Le 23 mars 2020, le Procureur de la Sécurité d'État a accusé Al-Nahhas d'appartenir à l'organisation de défense des droits de l'homme Al-Karama, que les autorités considèrent comme une organisation terroriste, et d'avoir offensé le prestige de l'État en communiquant avec l'ambassade de France et en y demandant l'asile.

 

Euro-Med Monitor a examiné un document émis par Al-Karama, déclarant que l'activiste Al-Nahhas n'en est pas membre et n'a jamais travaillé avec elle.

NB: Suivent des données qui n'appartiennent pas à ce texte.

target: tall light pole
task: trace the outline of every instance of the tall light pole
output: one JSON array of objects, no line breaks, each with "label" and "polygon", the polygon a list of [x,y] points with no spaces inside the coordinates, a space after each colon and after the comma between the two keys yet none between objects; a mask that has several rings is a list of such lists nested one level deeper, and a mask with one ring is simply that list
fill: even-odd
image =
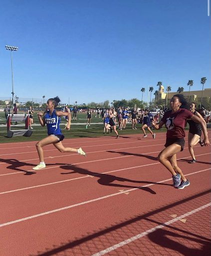
[{"label": "tall light pole", "polygon": [[12,72],[12,92],[11,92],[12,94],[12,106],[14,103],[14,92],[13,92],[13,70],[12,70],[12,50],[17,50],[18,48],[18,47],[15,47],[14,46],[5,46],[7,50],[11,50],[11,72]]}]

En janvier 2021, Al-Nahhas a été emprisonné dans la prison d'Al-Wathba. Lorsque son procès a commencé, il n'a pas été autorisé à engager un avocat, alors que le parquet de la sûreté de l'État des Émirats arabes unis lui en a désigné un.

 

Khalaf al-Nahhas, frère de l'activiste détenu, a déclaré à l'Euro-Med Monitor: "Mon frère nous a informé lors d'un appel téléphonique qu'il avait signé des aveux, sous la torture et la menace d'un retour forcé en Syrie, le condamnant. Après cet appel, il a été privé de tout contact avec nous pendant une longue période."

 

"L'avocate de mon frère, qui a été désignée par le parquet de la sûreté de l'État, nous a dit lors de sa première conversation avec nous que les charges retenues contre mon frère conduiraient à son emprisonnement pendant 10 ans", a-t-il ajouté. "L'avocate n'a pas rencontré mon frère depuis sa détention jusqu'à son procès, n'a pas présenté les défenses nécessaires pour le disculper et a même refusé de nous informer de l'acte d'accusation et du numéro de l'affaire pénale dans laquelle mon frère est jugé."

 

Il a indiqué que mardi, sa famille a reçu un appel téléphonique du militant détenu, dans lequel il semblait dans un très mauvais état psychologique et leur demandait de l'aider par tous les moyens, mais il était apparemment empêché de parler des détails de sa détention et de son procès.

 

Youssef Salem, chercheur juridique à l'Euro-Med Monitor, a déclaré: "Alors que les autorités émiraties fournissent toutes les facilités pour le travail économique et technique sur leurs terres, elles serrent constamment la vis aux défenseurs des droits de l'homme, et pratiquent de graves violations à leur encontre, notamment la détention arbitraire, la disparition forcée et la déportation.

 

"La peine de 10 ans de prison d'Al-Nahhas est entachée de violations de la loi, depuis sa disparition forcée, en l'empêchant de communiquer avec sa famille, en le forçant à avouer sous la torture et les menaces des actes qu'il n'a pas commis, et en lui refusant de désigner un avocat et d'assister aux séances du tribunal."

 

Le procès d'Al-Nahhas n'a pas respecté les garanties minimales d'un procès équitable, selon la loi émiratie. L'article 4 de la loi de procédure pénale n° 35 de 1992 garantit à l'accusé de désigner un avocat. L'article 160 de la même loi exige la présence de l'accusé en personne aux séances du tribunal, accompagné de son avocat, ce qui n'a pas eu lieu dans le cas de l'activiste Al-Nahhas.

 

Le 25 juin, la Rapporteuse spéciale des Nations unies sur les défenseurs des droits de l'homme, Mary Lawler, ainsi que trois experts des Nations unies, ont envoyé une lettre au gouvernement des Émirats arabes unis pour lui faire part de leurs préoccupations concernant le procès d'Al-Nahhas, sa sécurité et la violation des procédures régulières par les autorités des Émirats arabes unis au cours du procès.

 

Les autorités des EAU devraient fournir des garanties de procès équitable pour l'activiste syrien, notamment en lui permettant de désigner un avocat et d'assister aux séances de son procès ou en le libérant immédiatement si les allégations à son encontre ne sont pas prouvées.

 

Le Groupe de travail des Nations Unies sur la détention arbitraire devrait s'adresser aux autorités émiriennes pour clarifier les mesures légales qu'elles ont prises dans le cas d'Al-Nahhas afin d'examiner tous les détails qui pourraient contribuer à rendre justice à l'activiste syrien.